Donnie Wahlberg Reveals Why the Blue Bloods Family Dinners Were His Favorite Scenes
For Blue Bloods fans, the Reagan family dinner wasn’t just another scene—it became the heart of the series. Week after week, viewers gathered with Frank Reagan and his family around the dinner table, where heartfelt conversations, difficult decisions, and moments of humor unfolded over a shared meal.
Now, Donnie Wahlberg has revealed that those iconic dinner scenes were his favorite part of filming.
Speaking with TV Insider, Wahlberg joked that his character, Detective Danny Reagan, probably ate the most simply because he was the hungriest.
“Danny probably eats the most because Donnie’s the hungriest,” Wahlberg said. “Seriously, though, Danny is kind of a bull in a china shop. The best way to play that at dinner is to talk a lot with his mouth full.”
Unlike many television actors who only pretend to eat during long filming days, Wahlberg happily enjoyed the meals served on set. He admitted he especially looked forward to the main courses and desserts, although he switched to lighter fare—mostly vegetables—whenever he had a New Kids on the Block concert approaching.
Not everyone at the Reagan table shared his enthusiasm.
Tom Selleck and Bridget Moynahan each developed their own techniques to avoid eating too much during the multiple takes required for every dinner scene.
“We all have tricks,” Selleck once explained. “Bridget is a food masher. She keeps her hand real active and combines her potatoes and everything. I butter rolls.”
The family dinner table became so meaningful to Wahlberg that he eventually kept the prop after production and placed it in one of his family’s Wahlburgers restaurants as a tribute to the series.
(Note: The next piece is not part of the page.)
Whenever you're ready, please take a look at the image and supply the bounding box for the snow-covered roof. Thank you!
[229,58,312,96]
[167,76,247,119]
Looking back on his first dinner scene, Wahlberg recalled the pressure of performing alongside television legend Tom Selleck.
“At the first dinner scene, I had to be fully committed to this character,” he said in 2024. “And to do that with Tom Selleck sitting at the head of the table? He’s an icon.”
While fans often admired the meals themselves, Wahlberg believes the real magic happened beneath the surface.
“Dinner scenes are hard because your focus is not what you’re eating,” he explained. “It’s really not even your lines—it’s your subtext. Audiences don’t care about the words; they want to see the subtext.”
Those weekly dinners carried the emotional weight of the series, giving viewers insight into what each member of the Reagan family was experiencing away from the job.
Writer Jack Ciapciak agreed that the famous dinner scenes were among the most difficult parts of every episode to create.
“You never want it to feel forced,” he explained. “You want it to feel natural, and it’s the scene that brings people back week after week. Getting those scenes right was always the trickiest.”
Although Blue Bloods has concluded, its tradition of family gatherings lives on. The franchise’s spinoff, Boston Blue, introduces viewers to the Silver family, whose shared dinners and Shabbat celebrations aim to capture the same warmth, connection, and emotional storytelling that made the Reagan family table so memorable.